Can Microsoft Stomp Out The iPhone?

So much for letting the best product win. According to the Wall Street Journal, 13-14 March 2010, Microsoft is forcing their employees to “choose” Microsoft phones for personal use and to push those who don’t into hiding.

Is this a joke or a genuine throwback to the Middle Ages?

Apparently this is real: “Last September, at an all-company meeting in a Seattle sports stadium, one hapless employees used his iPhone to snap photos of Microsoft Chief Executive Steve Ballmer. Mr. Ballmer snatched the iPhone out of the employee’s hands, placed it on the ground, and pretended to stomp on it in front of thousands of Microsoft workers.” That sends a pretty clear message!

I guess the employee can consider himself lucky that Mr. Ballmer didn’t put him (instead of the iPhone) on the ground underneath his foot or perhaps maybe even just burn him at the stake for heresy against Microsoft.

Further, in 2009, Microsoft “modified its corporate cellphone policy to only reimburse service fees for employees using phones that run on Windows.”

While many workers at Microsoft can evidently be seen with iPhones, others are feeling far from safe and comfortable doing this. According to the article, one employee told of how when he meets with Mr. Ballmer (although infrequently), he does not answer his iPhone no matter who is calling! Another executive that was hired into Microsoft in 2008 told of how he renounced and “placed his personal iPhone into an industrial strength blender and destroyed it.”

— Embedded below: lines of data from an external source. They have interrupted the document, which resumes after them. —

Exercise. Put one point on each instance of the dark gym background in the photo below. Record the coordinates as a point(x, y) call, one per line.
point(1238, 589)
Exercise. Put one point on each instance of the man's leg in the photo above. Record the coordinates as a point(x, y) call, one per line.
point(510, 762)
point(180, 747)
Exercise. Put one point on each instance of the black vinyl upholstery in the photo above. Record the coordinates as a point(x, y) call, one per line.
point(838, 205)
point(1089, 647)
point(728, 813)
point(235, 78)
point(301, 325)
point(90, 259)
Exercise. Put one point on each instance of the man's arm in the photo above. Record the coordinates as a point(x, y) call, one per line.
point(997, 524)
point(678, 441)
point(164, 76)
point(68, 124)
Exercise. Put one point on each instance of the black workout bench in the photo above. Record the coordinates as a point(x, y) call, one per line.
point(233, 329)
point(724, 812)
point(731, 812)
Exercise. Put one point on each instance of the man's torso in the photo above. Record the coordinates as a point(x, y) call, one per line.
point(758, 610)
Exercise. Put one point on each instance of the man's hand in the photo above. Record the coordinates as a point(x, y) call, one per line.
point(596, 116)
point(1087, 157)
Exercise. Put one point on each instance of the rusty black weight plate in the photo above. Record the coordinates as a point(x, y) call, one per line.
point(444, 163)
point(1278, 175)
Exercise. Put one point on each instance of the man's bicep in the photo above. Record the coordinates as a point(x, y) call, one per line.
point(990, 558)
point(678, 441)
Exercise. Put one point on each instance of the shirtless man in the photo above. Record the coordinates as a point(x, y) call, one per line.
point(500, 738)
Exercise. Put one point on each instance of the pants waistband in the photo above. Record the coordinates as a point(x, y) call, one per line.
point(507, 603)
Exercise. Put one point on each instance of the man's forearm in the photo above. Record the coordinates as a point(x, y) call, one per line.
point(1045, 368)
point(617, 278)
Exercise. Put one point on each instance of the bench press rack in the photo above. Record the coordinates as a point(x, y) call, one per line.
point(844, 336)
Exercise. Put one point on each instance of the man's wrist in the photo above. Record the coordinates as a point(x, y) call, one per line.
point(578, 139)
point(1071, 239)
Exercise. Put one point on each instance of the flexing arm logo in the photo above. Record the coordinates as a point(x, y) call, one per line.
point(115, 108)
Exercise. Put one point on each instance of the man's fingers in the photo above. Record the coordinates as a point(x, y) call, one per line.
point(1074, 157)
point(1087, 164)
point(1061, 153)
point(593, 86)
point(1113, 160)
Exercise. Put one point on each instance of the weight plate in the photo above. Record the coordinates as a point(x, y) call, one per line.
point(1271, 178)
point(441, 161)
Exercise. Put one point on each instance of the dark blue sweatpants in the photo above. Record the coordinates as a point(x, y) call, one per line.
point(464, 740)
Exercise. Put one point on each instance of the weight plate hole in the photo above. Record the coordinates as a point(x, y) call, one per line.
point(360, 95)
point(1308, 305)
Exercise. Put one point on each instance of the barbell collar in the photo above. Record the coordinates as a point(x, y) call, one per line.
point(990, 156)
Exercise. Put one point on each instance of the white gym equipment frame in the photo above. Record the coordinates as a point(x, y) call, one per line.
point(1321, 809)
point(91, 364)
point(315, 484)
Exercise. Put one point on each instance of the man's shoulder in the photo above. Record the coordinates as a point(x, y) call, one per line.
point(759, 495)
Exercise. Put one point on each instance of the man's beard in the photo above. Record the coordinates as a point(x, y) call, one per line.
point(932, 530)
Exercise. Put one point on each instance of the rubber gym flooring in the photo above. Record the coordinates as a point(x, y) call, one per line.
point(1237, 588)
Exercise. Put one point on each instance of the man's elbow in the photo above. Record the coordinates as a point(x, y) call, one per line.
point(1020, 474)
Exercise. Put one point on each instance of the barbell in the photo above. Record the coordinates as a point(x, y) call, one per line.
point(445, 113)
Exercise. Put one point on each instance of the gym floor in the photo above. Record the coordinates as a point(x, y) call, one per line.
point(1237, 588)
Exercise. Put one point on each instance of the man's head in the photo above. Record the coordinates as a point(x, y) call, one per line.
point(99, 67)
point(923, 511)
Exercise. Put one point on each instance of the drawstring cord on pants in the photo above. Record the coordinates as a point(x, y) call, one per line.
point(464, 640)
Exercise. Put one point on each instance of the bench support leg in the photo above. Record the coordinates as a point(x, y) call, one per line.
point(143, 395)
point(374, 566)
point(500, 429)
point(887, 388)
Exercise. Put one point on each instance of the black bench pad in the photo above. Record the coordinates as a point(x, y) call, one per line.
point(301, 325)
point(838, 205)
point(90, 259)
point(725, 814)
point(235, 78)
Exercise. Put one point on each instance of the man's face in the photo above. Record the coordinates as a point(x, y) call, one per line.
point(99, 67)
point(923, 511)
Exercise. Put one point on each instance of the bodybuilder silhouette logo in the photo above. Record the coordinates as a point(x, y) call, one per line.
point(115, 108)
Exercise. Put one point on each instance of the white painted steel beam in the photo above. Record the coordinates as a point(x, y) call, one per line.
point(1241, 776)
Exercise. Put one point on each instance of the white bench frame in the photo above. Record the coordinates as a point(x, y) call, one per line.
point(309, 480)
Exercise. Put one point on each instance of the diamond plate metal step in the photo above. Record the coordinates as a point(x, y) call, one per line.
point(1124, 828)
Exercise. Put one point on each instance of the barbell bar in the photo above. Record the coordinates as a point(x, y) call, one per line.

Apparently, Mr. Ballmer told executives that his father worked for Ford Motor Co. and so they always drove Ford cars. While that may be a nice preference and we can respect that, certainly we are “big boys and girls” and can let people pick and choose which IT products they select for their own personal use.

While many employees at Microsoft have gone underground with their iPhones, “nearly 10,000 iPhone users were accessing the Microsoft employees email systems last year,” roughly 10% of their global workforce.

My suggestion would be that instead of scaring the employees into personally using only Microsoft-compatible phones, they can learn from their employees who choose the iPhone—which happens to have a dominant market share at 25.1% to Microsoft 15.7%—in terms why they have this preference and use this understanding to update and grow the Microsoft product line accordingly. In fact, why isn’t Microsoft leveraging to the max the extremely talented workforce they have to learn everything they can about the success of the iPhone?

It’s one thing to set architecture standards for corporate use, and it’s quite another to tell employees what to do personally. It seems like there is a definite line being crossed explicitly and implicitly in doing this.

What’s really concerning is that organizations think that forcing their products usage by decree to their employees somehow negates their losing the broader product wars out in the consumer market.

Obviously, IT products don’t win by decree but by the strength of their offering, and as long as Microsoft continues to play medieval, they will continue to go the way of the horse and buggy.